Recently, I heard an essay read on NPR by a woman who was extolling the virtues of settling in a marriage.
At first I thought, huh? You should never settle! But then, as I listened to what she had to say, I realized that maybe what she was calling settling, was really what you could call appreciating. She said that she and her husband were very different, and that in a lot of ways they were incompatible, but that over the years she has come to the conclusion that her marriage was good enough. Not perfect maybe, but good enough to make her happy most of the time.

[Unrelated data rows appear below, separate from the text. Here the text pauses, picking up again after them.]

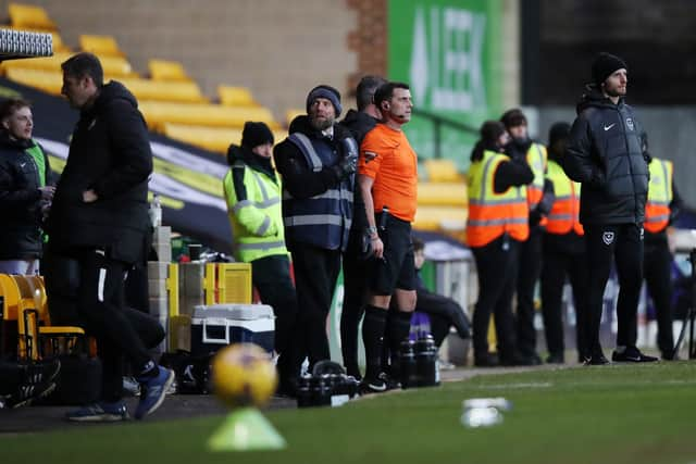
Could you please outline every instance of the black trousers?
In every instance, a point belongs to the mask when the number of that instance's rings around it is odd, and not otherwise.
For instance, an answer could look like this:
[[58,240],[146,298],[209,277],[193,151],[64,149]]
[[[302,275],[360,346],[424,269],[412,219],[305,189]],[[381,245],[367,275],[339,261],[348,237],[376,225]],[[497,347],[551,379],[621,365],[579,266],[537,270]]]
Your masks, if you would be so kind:
[[643,274],[648,293],[652,298],[657,313],[657,346],[663,356],[672,354],[674,336],[672,335],[672,253],[667,237],[645,247]]
[[534,290],[542,274],[542,241],[544,229],[533,227],[530,238],[520,244],[518,272],[518,310],[515,314],[518,350],[525,358],[536,356],[534,329]]
[[550,354],[562,355],[566,351],[563,338],[563,285],[570,279],[575,304],[575,339],[577,355],[584,360],[589,355],[585,329],[587,326],[587,258],[585,253],[564,253],[544,249],[542,267],[542,313],[544,334]]
[[326,317],[340,271],[340,251],[304,243],[293,243],[291,250],[298,303],[296,353],[300,360],[309,356],[312,368],[316,362],[331,359]]
[[46,258],[51,319],[82,326],[95,337],[102,362],[101,399],[120,400],[124,356],[140,372],[152,361],[148,348],[164,339],[159,321],[124,303],[124,277],[130,265],[95,249],[69,255],[49,251]]
[[[504,244],[507,243],[507,244]],[[499,237],[485,247],[472,248],[478,274],[478,301],[473,314],[474,356],[488,353],[488,324],[495,314],[498,352],[504,363],[517,355],[512,296],[518,276],[520,242]]]
[[427,290],[417,290],[417,296],[415,311],[428,315],[431,331],[437,347],[443,343],[452,326],[461,338],[470,337],[471,325],[459,303]]
[[287,255],[264,256],[251,261],[251,278],[261,302],[273,308],[275,315],[275,351],[281,383],[299,375],[297,354],[293,352],[293,331],[297,323],[297,296],[290,278]]
[[[348,247],[351,250],[351,247]],[[357,252],[343,255],[344,305],[340,313],[340,349],[349,375],[360,375],[358,366],[358,327],[365,312],[368,265]]]
[[585,225],[589,286],[587,289],[587,340],[593,353],[601,350],[599,326],[605,287],[616,259],[619,276],[617,303],[618,347],[635,347],[637,309],[643,284],[643,225]]

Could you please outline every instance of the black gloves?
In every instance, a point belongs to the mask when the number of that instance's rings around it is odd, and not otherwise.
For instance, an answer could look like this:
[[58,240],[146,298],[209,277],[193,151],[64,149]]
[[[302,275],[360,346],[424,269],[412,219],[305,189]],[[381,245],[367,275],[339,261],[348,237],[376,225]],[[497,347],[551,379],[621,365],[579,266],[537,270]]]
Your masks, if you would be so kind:
[[344,158],[332,170],[339,179],[355,174],[358,170],[358,143],[352,137],[346,137],[340,141]]

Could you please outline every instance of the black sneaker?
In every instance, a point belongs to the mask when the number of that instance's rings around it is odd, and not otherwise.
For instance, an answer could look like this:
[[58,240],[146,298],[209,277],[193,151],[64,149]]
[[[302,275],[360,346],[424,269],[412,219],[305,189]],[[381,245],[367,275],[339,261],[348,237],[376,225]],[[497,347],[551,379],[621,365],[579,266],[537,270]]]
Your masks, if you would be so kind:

It’s a particularly telling American quality to strive for perfection in all areas. We tend to want the whole banana. In marriage’s case, the whole banana is a well-paying, successful and fulfilling career, a good-looking, high earning spouse who also happens to be able to read our minds, get all of our jokes and never does anything that bothers us, and children who are happy, smart, and well-behaved all of the time. We’re not happy unless we have it all, and even if we have 99 percent of it all we’ll lose sleep at night trying to get that last 1 percent without taking time to savor the accomplishments already gained. Our culture inexplicably promotes this expectation, without encouraging us to be mindful that nothing, or anyone, is perfect and it is foolish to expect perfection.
A lot of times I get frustrated with my husband. He is maddeningly stubborn. He’s a know-it-all. He’s not very tactful and has a harsh tone that in the beginning of our relationship would have me crying in astonishment at the way he said things. But now, five years and two kids into a marriage, I realize that, although it’s annoying, his tone is not what really matters. It’s the things he does for our family that do. As I would always say to my old roommate when she asked me to decipher the latest relationship quandary—actions speak louder than words. Thank god that’s true!
Last year, on Father’s Day, our then three-year-old daughter’s dance class was having its recital. Leading up the recital, the funny, diminutive tap-dancing patriarch of the studio called a series of secret meetings of all the dads of kids in the classes to meet each Saturday and Monday night for an hour.
I thought uh oh, I’m not sure J. will go for this—you see, when J. and I first were dating it became crystal clear that J. did not dance, and when I say J. didn’t dance it was never. Not to bop around the apartment, not to nod his head to the car radio, not to sway a bit while watching a band, not in a box, not with fox, never.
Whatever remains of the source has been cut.